Technical blog

A more subdued subheader

ARender 3.1.10 – preview – Autoscaling of Thread pools

In this article, we would like to share with you a sneak peek of what is to come natively in one of the last releases the branch 3.1.x of ARender will see.

 

Starting with 3.1.10, ARender will ship with an autoscaling feature. For a long time we explained how ARender internally works with a set amount of Workers that can be tuned precisely in order to improve the local server performance.

While proving itself very convenient, it could lead to subpar performance on some edge cases. As an example we are going to study today we will see the specific case of Office documents conversions, when sent in large quantities.

 

Base improvement  (since 3.1.8)

To improve the base performance of Office document conversion, we used configuration parameters to pilot Libreoffice (one of our backends) to do parallel document conversions in order to speed up the total processing time. This put Libreoffice conversion speed on par in terms of parallelism with MicrosoftOffice backend documents conversion.

A problem though remains : what if someone uploads an archive document containing 318 Word files?

 

Where the storm begins

An archive of 318 documents in a fixed set of Workers doing jobs in a queue is very straightforward : unless you have 318 workers, you are going to work on this Archive for quite some time.

Meanwhile, the rendition server treating the archive can still receive new requests and queue them up. They will eventually stack up until the time out is reached (2mn for long documents conversions). This causes not only the backend side to acumulate threads (in a reasonable safe quantity) but as well the front end servers. If the front end servers reach maximum threads capacity, it’s a service outage.

 

To lower the risks

As the branch 3.1.x is getting close to an end of support in regards of new Evolutions to the product, redesigning the entire mechanism of the rendition servers was not an option.

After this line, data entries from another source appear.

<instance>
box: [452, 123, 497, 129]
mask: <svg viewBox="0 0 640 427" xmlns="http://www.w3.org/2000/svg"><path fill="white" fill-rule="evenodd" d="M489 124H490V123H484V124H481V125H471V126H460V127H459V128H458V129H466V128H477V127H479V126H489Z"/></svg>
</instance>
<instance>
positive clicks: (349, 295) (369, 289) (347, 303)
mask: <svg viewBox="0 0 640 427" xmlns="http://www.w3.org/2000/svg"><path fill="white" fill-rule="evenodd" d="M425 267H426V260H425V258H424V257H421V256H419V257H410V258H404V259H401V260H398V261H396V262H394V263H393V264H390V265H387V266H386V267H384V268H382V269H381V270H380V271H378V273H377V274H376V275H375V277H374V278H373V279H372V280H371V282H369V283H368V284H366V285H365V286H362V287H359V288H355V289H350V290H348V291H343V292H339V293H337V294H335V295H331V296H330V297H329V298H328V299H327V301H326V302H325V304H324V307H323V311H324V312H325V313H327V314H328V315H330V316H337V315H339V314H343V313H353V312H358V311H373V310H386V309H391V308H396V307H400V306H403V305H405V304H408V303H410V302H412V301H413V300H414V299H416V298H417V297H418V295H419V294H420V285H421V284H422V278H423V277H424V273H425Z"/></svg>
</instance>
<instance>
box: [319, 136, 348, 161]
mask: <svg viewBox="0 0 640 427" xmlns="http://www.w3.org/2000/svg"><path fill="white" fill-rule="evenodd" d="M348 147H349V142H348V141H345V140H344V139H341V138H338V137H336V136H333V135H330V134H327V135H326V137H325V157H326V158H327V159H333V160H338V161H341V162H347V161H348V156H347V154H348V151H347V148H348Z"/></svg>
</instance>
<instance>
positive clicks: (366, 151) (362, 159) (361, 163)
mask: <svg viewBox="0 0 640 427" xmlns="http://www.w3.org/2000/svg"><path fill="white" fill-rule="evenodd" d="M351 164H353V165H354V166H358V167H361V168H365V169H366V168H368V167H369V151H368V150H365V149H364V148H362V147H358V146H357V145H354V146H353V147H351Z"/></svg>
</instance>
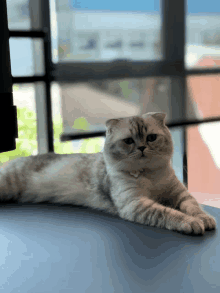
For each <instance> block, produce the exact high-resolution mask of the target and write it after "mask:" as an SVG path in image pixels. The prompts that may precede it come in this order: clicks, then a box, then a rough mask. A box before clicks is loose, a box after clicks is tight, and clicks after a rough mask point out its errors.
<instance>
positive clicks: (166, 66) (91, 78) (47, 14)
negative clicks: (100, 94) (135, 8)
mask: <svg viewBox="0 0 220 293" xmlns="http://www.w3.org/2000/svg"><path fill="white" fill-rule="evenodd" d="M39 1H42V2H41V5H42V14H43V29H42V30H37V31H36V30H31V31H23V30H22V31H21V30H17V31H15V30H9V36H10V37H16V38H18V37H25V38H41V39H43V44H44V60H45V64H44V66H45V75H42V76H37V75H35V76H27V77H12V83H13V84H15V83H18V84H19V83H34V82H42V81H43V82H44V83H45V85H46V109H47V111H46V113H47V117H46V121H47V140H48V152H54V145H53V141H54V140H53V121H52V110H51V91H50V88H51V83H52V82H54V81H55V82H59V83H63V82H65V83H68V82H69V83H74V82H78V81H88V80H90V79H94V80H99V79H117V78H140V77H147V76H149V77H173V78H177V79H178V82H179V84H180V88H181V91H180V93H179V97H178V103H179V109H180V111H179V112H178V113H177V115H174V116H172V117H176V119H174V120H173V121H172V122H171V123H168V127H169V128H172V127H180V126H182V127H183V144H184V156H183V179H184V180H183V181H184V184H185V185H186V186H187V155H186V126H189V125H197V124H200V123H208V122H215V121H220V117H212V118H208V119H203V120H187V119H186V106H187V105H186V78H187V76H190V75H203V74H218V73H220V68H211V69H186V68H185V62H184V58H185V39H186V38H185V35H186V34H185V32H186V31H185V30H186V13H187V0H178V1H177V0H161V8H162V36H161V37H162V38H161V39H162V55H163V59H162V60H159V61H128V60H113V61H111V62H91V63H86V62H85V63H84V62H80V63H78V62H68V63H64V62H58V63H56V64H54V63H53V62H52V55H51V41H50V40H51V30H50V4H49V0H39ZM97 136H105V131H104V130H103V131H99V132H92V131H91V132H88V133H85V132H83V133H77V134H71V135H70V134H68V135H66V134H63V135H61V138H60V139H61V141H68V140H74V139H80V138H91V137H97Z"/></svg>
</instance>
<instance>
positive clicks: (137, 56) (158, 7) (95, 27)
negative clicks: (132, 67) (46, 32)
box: [51, 0, 162, 62]
mask: <svg viewBox="0 0 220 293" xmlns="http://www.w3.org/2000/svg"><path fill="white" fill-rule="evenodd" d="M53 3H54V0H51V10H53V9H55V6H54V5H53ZM53 13H54V11H51V14H53ZM56 18H57V26H58V35H57V31H56V29H54V30H53V31H52V39H56V38H57V36H58V54H59V60H60V61H65V62H68V61H84V62H91V61H111V60H113V59H131V60H157V59H161V58H162V56H161V36H160V33H161V15H160V7H159V0H149V1H143V0H138V1H136V2H132V1H130V2H128V1H116V0H114V1H100V0H96V1H87V0H84V1H80V3H79V2H78V1H61V0H57V1H56ZM53 19H54V17H53V18H52V19H51V23H53ZM52 26H53V27H54V24H53V25H52ZM53 50H55V48H53ZM54 58H55V57H54Z"/></svg>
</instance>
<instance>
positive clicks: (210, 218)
mask: <svg viewBox="0 0 220 293" xmlns="http://www.w3.org/2000/svg"><path fill="white" fill-rule="evenodd" d="M196 218H197V219H200V220H202V221H203V223H204V225H205V229H206V230H214V229H216V221H215V219H214V218H213V217H211V216H209V215H207V214H205V213H202V214H199V215H197V216H196Z"/></svg>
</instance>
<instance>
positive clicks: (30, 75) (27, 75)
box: [9, 38, 44, 76]
mask: <svg viewBox="0 0 220 293" xmlns="http://www.w3.org/2000/svg"><path fill="white" fill-rule="evenodd" d="M9 47H10V58H11V70H12V75H13V76H33V75H43V74H44V66H43V65H44V63H43V41H42V40H41V39H31V38H10V39H9Z"/></svg>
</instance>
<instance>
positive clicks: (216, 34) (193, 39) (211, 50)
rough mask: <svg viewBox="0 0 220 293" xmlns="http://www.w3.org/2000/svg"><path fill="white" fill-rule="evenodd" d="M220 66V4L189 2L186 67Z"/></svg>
mask: <svg viewBox="0 0 220 293" xmlns="http://www.w3.org/2000/svg"><path fill="white" fill-rule="evenodd" d="M219 66H220V2H219V0H211V1H205V0H202V1H201V0H188V14H187V17H186V67H187V68H201V69H202V67H203V68H204V67H209V68H210V67H219Z"/></svg>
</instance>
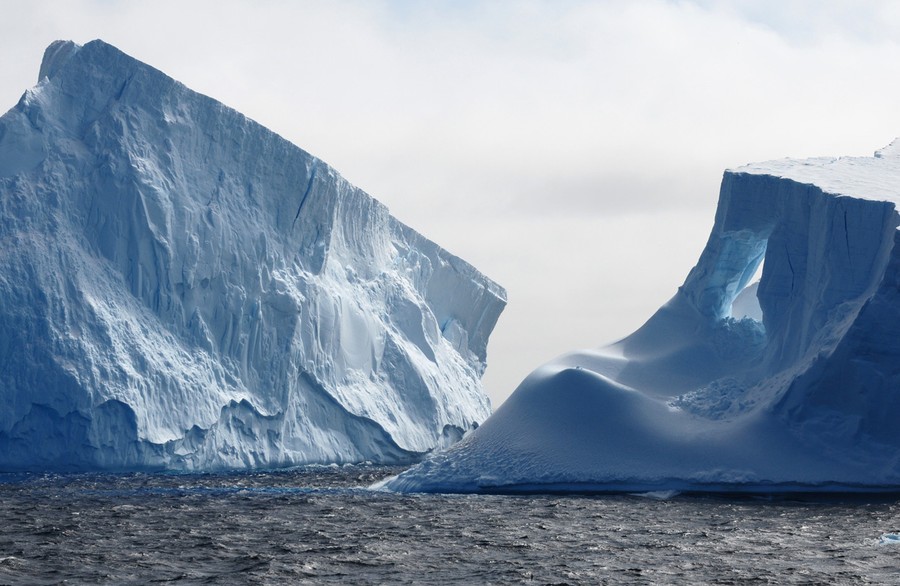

In order to consolidate the performance and increase its stability, we thought about ways to lower the waiting queue of threads, while still using parallel treatments where needed. Most of the workload of the rendition servers rely on PDF documents, which for us are fast and efficient to parse. Those smaller tasks can get blocked behind, huge, slow jobs. We therefor detect in our worker pool which one is blocked and relatively to a threshold, consider the server as crashed.

spinlock.gif

This detection of a crash then lead to a configurable increase of the thread pool size to free some queued jobs.

workers.gif

 

In numbers

Using a higher number of concurrent parsing of documents allows for much more parallel processing but as well is going to consume more CPU than available on the local machine in some edge cases.

In short, using this approach the server will recover from a high amount of slow parallel document requests, but can loose peak power on single document conversions.

As an example, during our tests, we found that for the 318 Word documents file the worker pool size doubled, was 6% faster at converting all documents but got 50% slower per document conversion than the controlled conversion at a maximum of 6 fixed workers (from 4 seconds to 6 seconds).

 

The real use case

We finally ran two Jmeter concurrently on the full stack of ARender (front + rendition server) : one containg Word documents and one containing PDF documents. Each Jmeter simulates a 3 documents/second load.

Using any Libreoffice conversion parameter without an autoscaling the PDF Jmeter will eventually not progress after a some time once enough Office documents have went through.

Using an autoscaling rendition server, both Jmeter behave like they are expected to and proceed (even though slower than they should) at a constant pace.